The current wedding season – which is on at full blast, in more ways than one – provides topical evidence. Ever since Mira Nair’s Monsoon Wedding, marriage a la mode in India has gained a distinctive Punjabi flavour, from the reception of the bhangra-dancing barat to the celebratory dinner which would be incomplete without the inclusion of butter paneer masala and makhni dal with an extra dollop of asli ghee thrown in to give a touch more josh.

    Weddings apart, Punjab and Punjabi ways seem to set the pace for the rest of India in everyday walks of life. The salwar-kameez has long been a rival of the sari as the unofficial national dress for Indian women.
And while Hindi might still meet with resistance from diehard lingual chauvinists south of the Vindhyas, even such regional jingoists seem to have little or no difficulty in swallowing either the ‘arre, yaar’ Punjabified ‘dialogues’ of Bollywood or that ultimate in north-south fusion cuisine: the tandoori tikka dosa.

    What is it about Punjab – or at least the common perception of it – that makes it such a dominant feature of  the Indian mindscape? In many ways, Punjab could be said to be the Texas of India: larger than life, and twice as loud in proclaiming as much. Punjab’s legendary zest for life and living is perhaps best summed up in the old saying that beer is the sixth river that flows through the Land of the Five Rivers, the unabashed culture of which is agri-culture. This image of backslapping boisterousness is amplified and echoed by the Punjabi ‘doublespeak’ of rhyming slang – which has rapidly infiltrated other vernacular languages – whereby a drink becomes ‘drink-shrink’, which you have at a ‘party-sharty’ with your ‘pal-shals’. Such verbal largesse – why make do with one word when using two is so much better? – reflects the bountiful generosity of the land and the people who pioneered the Green Revolution in the country.

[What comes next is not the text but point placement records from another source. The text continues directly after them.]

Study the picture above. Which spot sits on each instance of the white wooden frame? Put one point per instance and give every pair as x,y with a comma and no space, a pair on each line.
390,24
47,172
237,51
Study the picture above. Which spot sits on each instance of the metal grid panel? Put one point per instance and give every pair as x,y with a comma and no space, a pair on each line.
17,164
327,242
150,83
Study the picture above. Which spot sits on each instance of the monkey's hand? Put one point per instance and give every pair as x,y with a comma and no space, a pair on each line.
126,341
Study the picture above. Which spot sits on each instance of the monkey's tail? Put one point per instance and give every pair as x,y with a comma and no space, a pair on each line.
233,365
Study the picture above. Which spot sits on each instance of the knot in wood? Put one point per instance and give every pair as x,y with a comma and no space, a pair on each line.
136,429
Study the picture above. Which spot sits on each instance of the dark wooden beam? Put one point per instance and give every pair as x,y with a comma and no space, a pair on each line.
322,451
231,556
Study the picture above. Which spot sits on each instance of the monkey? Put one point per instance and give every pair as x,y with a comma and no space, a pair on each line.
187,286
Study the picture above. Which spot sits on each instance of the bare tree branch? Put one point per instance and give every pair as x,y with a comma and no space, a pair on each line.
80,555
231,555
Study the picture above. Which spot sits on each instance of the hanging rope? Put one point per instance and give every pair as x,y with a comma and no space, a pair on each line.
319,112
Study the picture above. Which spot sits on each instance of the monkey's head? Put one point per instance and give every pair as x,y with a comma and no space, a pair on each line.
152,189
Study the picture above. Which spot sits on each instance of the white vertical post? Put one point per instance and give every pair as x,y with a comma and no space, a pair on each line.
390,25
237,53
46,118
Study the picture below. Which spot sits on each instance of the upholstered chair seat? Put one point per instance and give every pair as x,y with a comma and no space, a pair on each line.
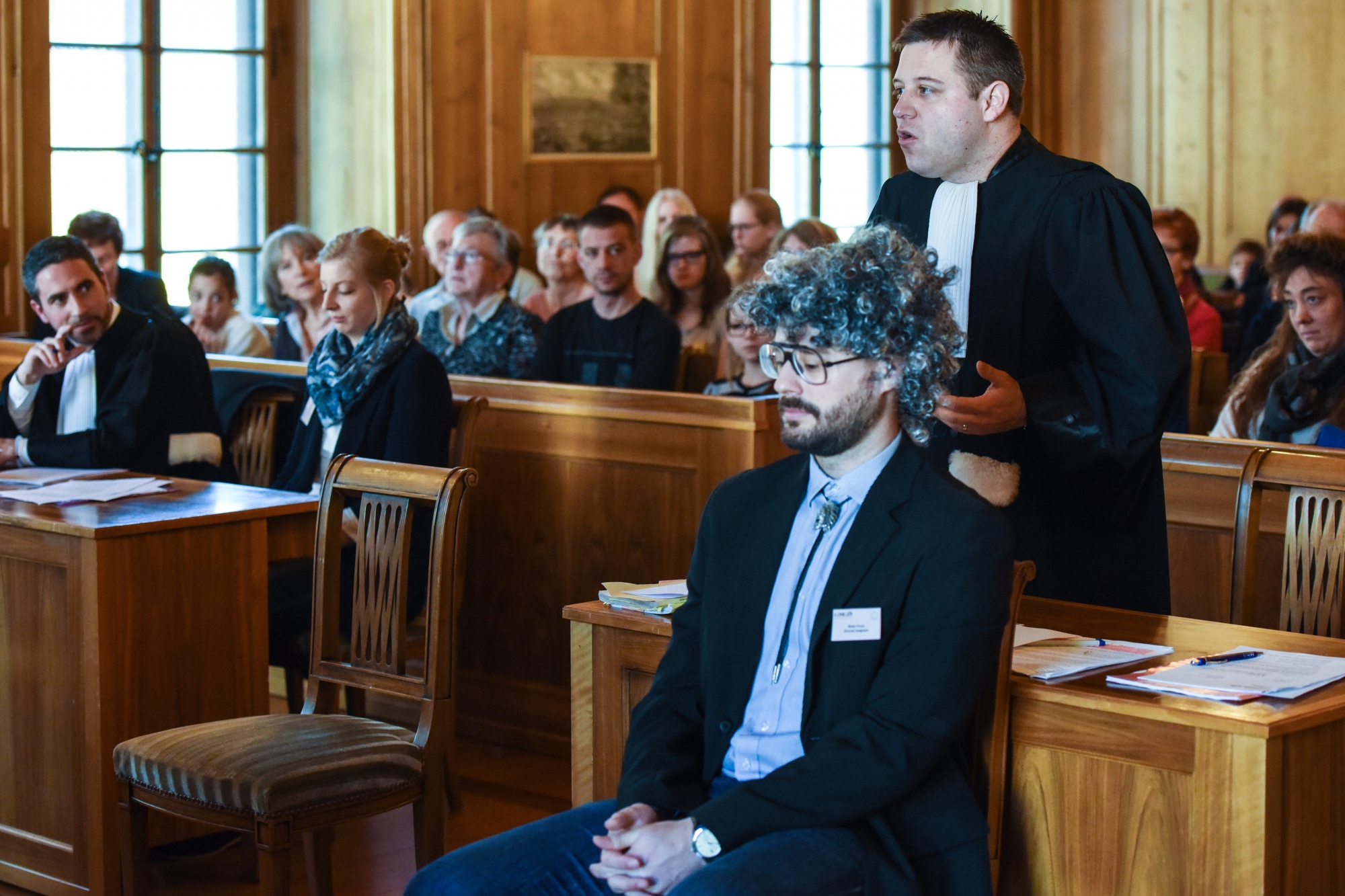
274,766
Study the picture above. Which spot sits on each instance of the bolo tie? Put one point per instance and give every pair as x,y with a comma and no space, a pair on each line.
828,516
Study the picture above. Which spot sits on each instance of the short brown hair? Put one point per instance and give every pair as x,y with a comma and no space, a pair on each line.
985,50
1183,227
98,228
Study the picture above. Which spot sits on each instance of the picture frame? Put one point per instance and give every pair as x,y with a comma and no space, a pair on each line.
579,108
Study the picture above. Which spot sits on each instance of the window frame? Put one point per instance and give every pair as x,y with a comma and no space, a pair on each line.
896,13
279,85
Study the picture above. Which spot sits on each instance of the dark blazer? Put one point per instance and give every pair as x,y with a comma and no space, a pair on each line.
404,416
883,720
1073,296
153,382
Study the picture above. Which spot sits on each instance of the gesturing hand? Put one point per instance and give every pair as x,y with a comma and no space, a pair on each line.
660,854
1000,409
48,357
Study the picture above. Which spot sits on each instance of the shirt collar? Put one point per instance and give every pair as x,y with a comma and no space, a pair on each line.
856,483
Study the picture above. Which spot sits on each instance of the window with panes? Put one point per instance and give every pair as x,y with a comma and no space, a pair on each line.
831,108
158,119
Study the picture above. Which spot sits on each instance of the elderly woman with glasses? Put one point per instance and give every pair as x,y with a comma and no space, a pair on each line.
479,331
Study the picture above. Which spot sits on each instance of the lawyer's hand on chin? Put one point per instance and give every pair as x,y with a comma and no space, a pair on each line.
48,357
648,858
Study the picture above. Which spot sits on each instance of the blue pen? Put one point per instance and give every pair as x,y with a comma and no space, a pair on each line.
1226,658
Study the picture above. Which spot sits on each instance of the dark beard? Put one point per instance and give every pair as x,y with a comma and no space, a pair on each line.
837,431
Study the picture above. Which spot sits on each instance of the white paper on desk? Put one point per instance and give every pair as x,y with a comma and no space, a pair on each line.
662,589
1027,634
1273,674
52,475
88,490
1042,661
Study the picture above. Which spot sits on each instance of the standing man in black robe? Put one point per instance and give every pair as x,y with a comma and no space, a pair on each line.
1077,342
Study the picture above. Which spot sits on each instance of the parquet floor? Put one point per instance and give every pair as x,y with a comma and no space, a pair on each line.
502,788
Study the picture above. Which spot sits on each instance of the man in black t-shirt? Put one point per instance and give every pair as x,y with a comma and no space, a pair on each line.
617,338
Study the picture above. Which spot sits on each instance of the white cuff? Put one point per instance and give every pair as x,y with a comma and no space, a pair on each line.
21,403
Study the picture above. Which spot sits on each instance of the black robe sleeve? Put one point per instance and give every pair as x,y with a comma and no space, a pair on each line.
1105,412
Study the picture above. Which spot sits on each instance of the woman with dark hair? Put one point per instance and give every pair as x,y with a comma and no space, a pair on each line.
290,278
691,283
375,392
1296,384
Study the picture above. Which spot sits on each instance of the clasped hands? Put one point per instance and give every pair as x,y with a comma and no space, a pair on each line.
1000,409
642,854
44,358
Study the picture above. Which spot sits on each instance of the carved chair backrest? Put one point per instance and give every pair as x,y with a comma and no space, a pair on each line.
462,447
388,494
1315,537
252,443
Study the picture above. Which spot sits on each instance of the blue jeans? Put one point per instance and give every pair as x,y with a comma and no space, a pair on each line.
551,857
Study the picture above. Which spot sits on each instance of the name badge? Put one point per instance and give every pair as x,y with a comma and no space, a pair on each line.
857,623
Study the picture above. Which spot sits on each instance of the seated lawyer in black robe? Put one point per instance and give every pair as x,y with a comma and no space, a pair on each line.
384,397
1077,349
808,728
114,388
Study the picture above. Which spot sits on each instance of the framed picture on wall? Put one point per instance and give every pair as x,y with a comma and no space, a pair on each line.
590,108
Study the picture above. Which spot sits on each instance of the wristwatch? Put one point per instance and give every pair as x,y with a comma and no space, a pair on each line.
704,844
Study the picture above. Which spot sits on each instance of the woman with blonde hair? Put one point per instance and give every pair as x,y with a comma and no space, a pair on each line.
290,279
1296,384
665,206
375,392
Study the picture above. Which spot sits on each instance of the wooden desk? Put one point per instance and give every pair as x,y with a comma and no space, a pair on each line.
122,619
1112,790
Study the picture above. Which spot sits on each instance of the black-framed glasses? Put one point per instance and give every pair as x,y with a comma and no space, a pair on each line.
806,362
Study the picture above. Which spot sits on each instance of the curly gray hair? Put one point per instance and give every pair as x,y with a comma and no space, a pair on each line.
879,296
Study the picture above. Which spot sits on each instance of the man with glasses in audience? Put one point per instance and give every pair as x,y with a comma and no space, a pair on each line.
618,338
436,240
806,731
479,331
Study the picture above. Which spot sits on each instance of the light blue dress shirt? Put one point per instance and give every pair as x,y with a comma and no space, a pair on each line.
770,735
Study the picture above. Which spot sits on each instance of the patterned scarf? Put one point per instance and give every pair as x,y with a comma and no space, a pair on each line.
1303,395
340,373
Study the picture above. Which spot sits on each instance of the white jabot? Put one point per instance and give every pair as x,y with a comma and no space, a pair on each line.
953,233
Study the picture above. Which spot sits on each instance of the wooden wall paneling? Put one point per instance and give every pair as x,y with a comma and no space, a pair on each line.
25,150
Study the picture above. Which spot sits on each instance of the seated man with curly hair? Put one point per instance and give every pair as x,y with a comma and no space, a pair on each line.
808,728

    But perhaps the most distinctive trait of Punjabis is their mobility. In a country of internal migrants, the Punjabi stands out as the most energetic and adventuresome of them all. In direct opposition to the parochial ‘sons of the soil’ ideology as expressed by the likes of Bal and Raj Thackeray, the Punjabi stands for a ‘sons of the toil’ attitude which indicates a willingness and an ability to go wherever there is work to be found or an opportunity for an enterprise to be run. The cartoon showing the US astronauts landing on the lunar surface only to be greeted by a Punjabi who’s set up a tea stall there says it all.
Indeed the Punjabi dhaba, providing rest and refreshment to the weary traveller through the length and breadth of the country, is as much an integral part of India’s social geography as the pub once was of the British landscape. It is this an-nationalism which suggests that it’s no bad thing at all for Punjab to embrace in its hearty jhappi the whole of India that is Bharat-Wharat.